A local’s place in the Gaslamp

Homer Cakes: a stack of pancakes with jelly between each one, topped with glaze and sprinkles
  • Homer Cakes: a stack of pancakes with jelly between each one, topped with glaze and sprinkles

Werewolf American Pub

627 Fourth Avenue, Downtown San Diego

To me, a good breakfast is like a good blues CD: Talented artists work on an established formula, whether it be three chords or eggs, bacon, and potatoes. Done well, it’s simplicity with style. Brunch may be more like jazz: The basics are there, but there is more improvisation and innovation.

The breakfast as music analogy may be awkward, but give me a break: I’m still coming down from the Bloody Mary I had at Werewolf, a Gaslamp-area bar that manages the feat of seeming like a true neighborhood bar in an area that, at times, feels like a theme park’s vision of what an urban downtown might look like.

Bloody Mary, in a skull-shaped mug for a reason

Bloody Mary, in a skull-shaped mug for a reason

As for that Bloody Mary ($14), it leaned on the pleasantly salty side with pickled olives and veggies. Served in a skull-shaped mug, it had “perfect-way-to-end-morning-walk-of-shame” written all over it.

Werewolf looks like it’s been in Gaslamp forever

Werewolf looks like it’s been in Gaslamp forever

Werewolf is a place that looks like it’s been in Gaslamp forever, but because it’s on Fourth and not Fifth or Sixth, it’s more of a local’s place than a bar on those boulevards.

Chilaquiles, a tostada with eggs, cheese, salsa, cotija, and corn salsa. The corn was fresh, “really fresh.”

Chilaquiles, a tostada with eggs, cheese, salsa, cotija, and corn salsa. The corn was fresh, “really fresh.”

Werewolf has a few good brunch dishes that are surprising variations on classic breakfast dishes. First off were the Homer Cakes ($6.95): a stack of pancakes with a creamy donut glaze and sprinkles on top. Oh, and jelly between each cake. No syrup needed for these babies: They tasted like an old-fashioned donut on top while the cakes below have a slightly savory element to them.

This Pork Belly Benedict forgoes the English muffin for a potato cake and the hollandaise for a maple glaze

This Pork Belly Benedict forgoes the English muffin for a potato cake and the hollandaise for a maple glaze

“The kids would love these,” my wife said.

“I’m not sharing!” I blurted while shoving a bite in my mouth.

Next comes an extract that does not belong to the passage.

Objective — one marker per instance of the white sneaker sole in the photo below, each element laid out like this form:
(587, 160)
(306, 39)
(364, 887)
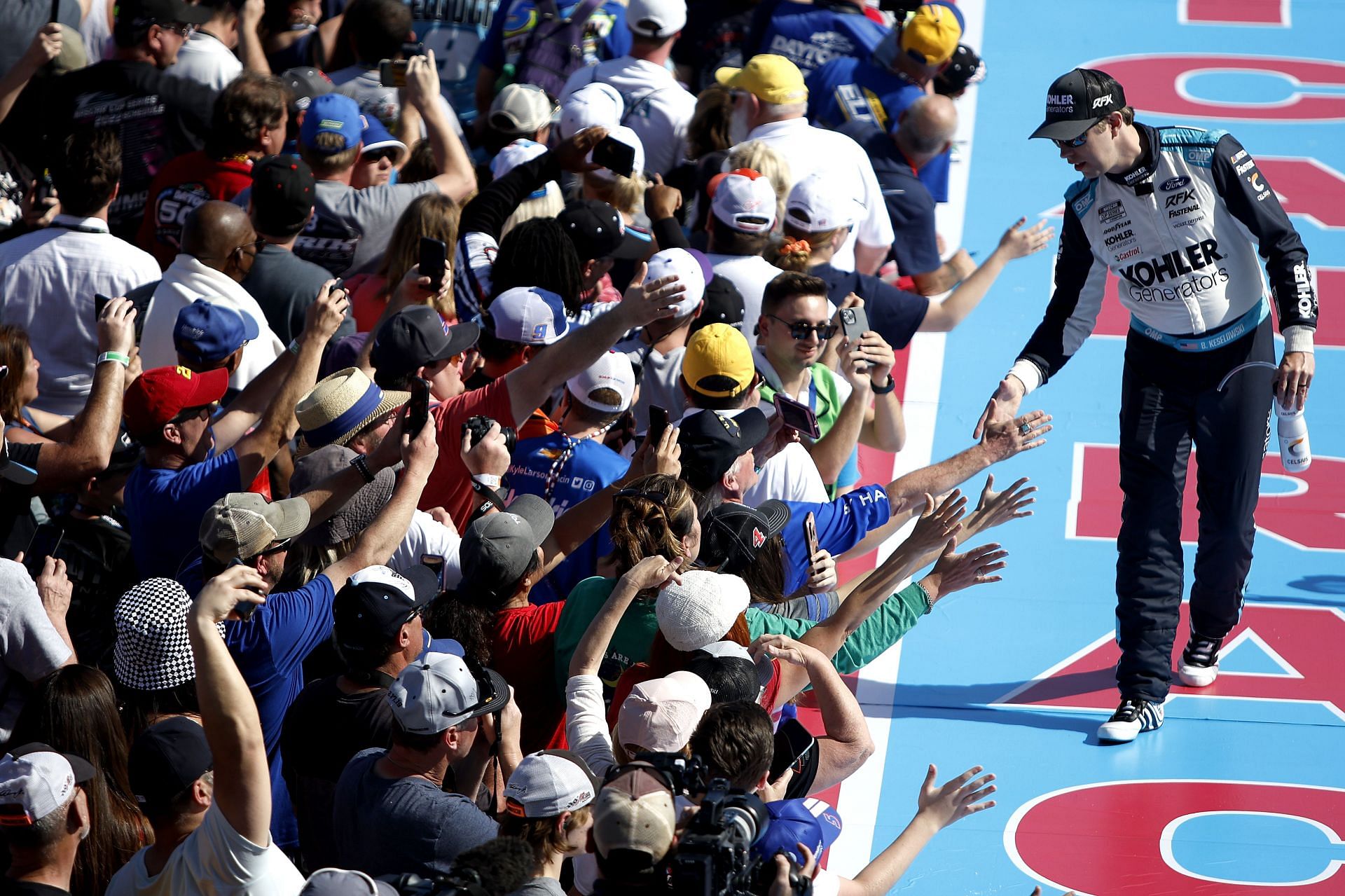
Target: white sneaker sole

Yes, Werewolf is a bar, but there were young kids in strollers inside, so we could theoretically bring our kids here another time and get them their own stack.

My vegetarian wife got the Chilaquiles ($11.95 plus $2.95 more for braised beef) and was happy with her choice. Usually, chilaquiles are served as triangular chips, but Werewolf serves a single tostada shell and tops it with eggs, cheese, salsa, cotija, and corn salsa. To me, the star of the dish was the cotija cheese, alternately sweet and tangy, but my wife loved the corn. “Really fresh.”

I chose to get the Pork Belly Benedict ($14.95), the dish that inspired the jazz improvisation intro at the top. Rather than just top an English muffin with some Canadian bacon and poached eggs and hollandaise, this Benedict comes with three breaded potato cakes topped with juicy pork belly and poached eggs. No hollandaise, just a light maple glaze. Probably just as well: hollandaise is tough to do right.

Werewolf’s Benedict has the sweet and savory components of a good Benedict without leaving the lump in the stomach feeling. My only sticking point is that the ingredients tend to slide against each other when you’re trying to spear it with a fork, so some bites had more potato than others.